Eric havent taken off the side plate yet to investigate how it works, but it locks up the spool not the drag.....you'd want to be very careful flicking it on. Wish I could read Japenese so I could work out the instructions  .


----------



## kas (May 5, 2009)

Very nice Paul, I was actually looking at some over heads today & I am absolutely lost on what to buy
Saltist 30 looks nice
Okuma Catalina (guy instore swears by it............for the price)
Lever or star, that is the question? no idea with this style of fishing ie: live baiting & jigging but like the idea of overheads &b they all look so gooooooood.

any help appereciated


----------



## ArWeTherYet (Mar 25, 2007)

Kas what do you want to use it for? They all have there pros and cons.

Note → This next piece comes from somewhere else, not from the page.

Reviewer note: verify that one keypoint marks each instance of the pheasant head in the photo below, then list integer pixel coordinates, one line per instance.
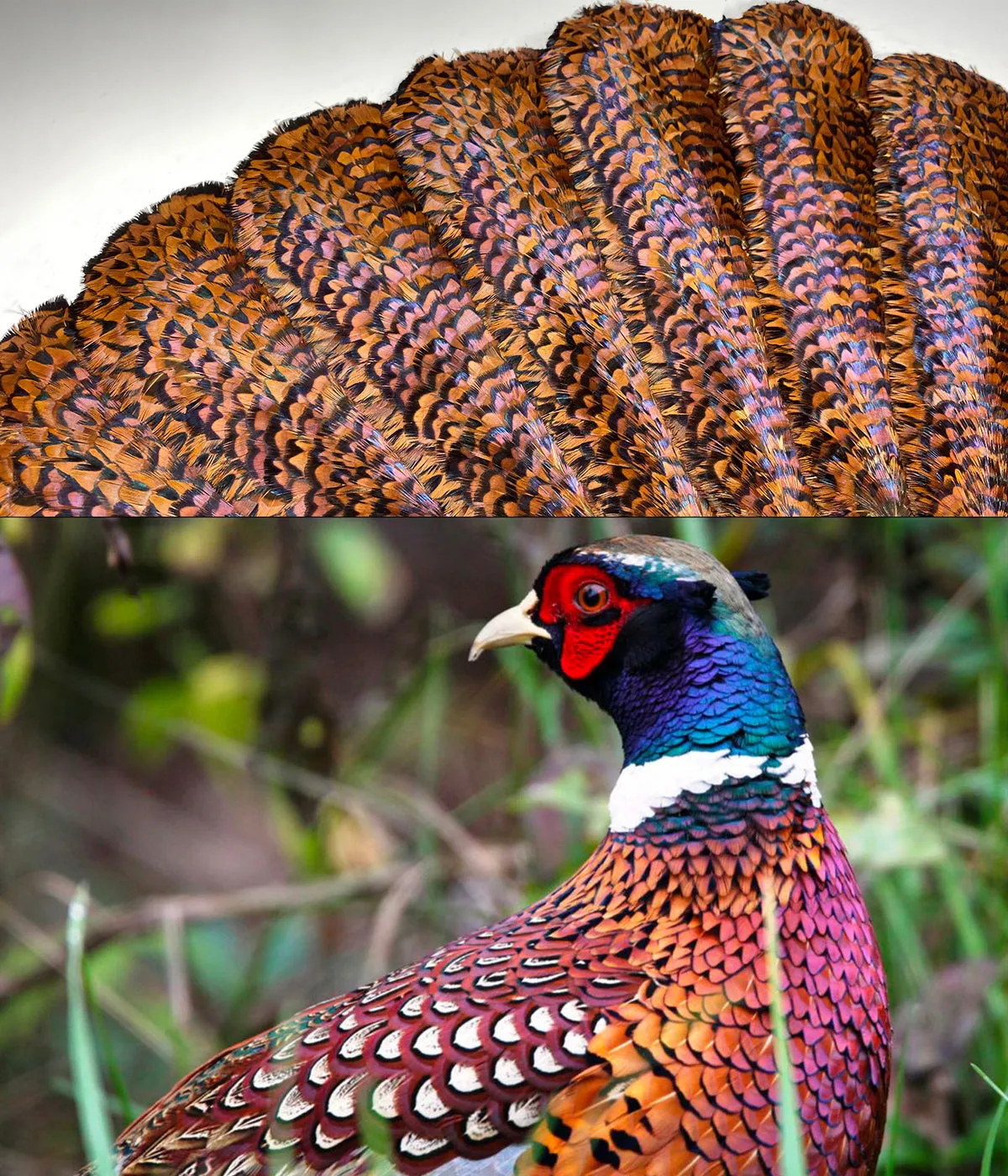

I've just off loaded a few reels that I bought and never used cause they were the wrong reels for the job.


----------



## kas (May 5, 2009)

ArWeTherYet said:


> Kas what do you want to use it for? They all have there pros and cons. I've just off loaded a few reels that I bought and never used cause they were the wrong reels for the job.


 Mainly for live baiting & trolling lures for Kings (if I ever get one) Paul & maybe a bit of a jig + I see myself taking a couple of trips up North to where the big fish are ;-)


----------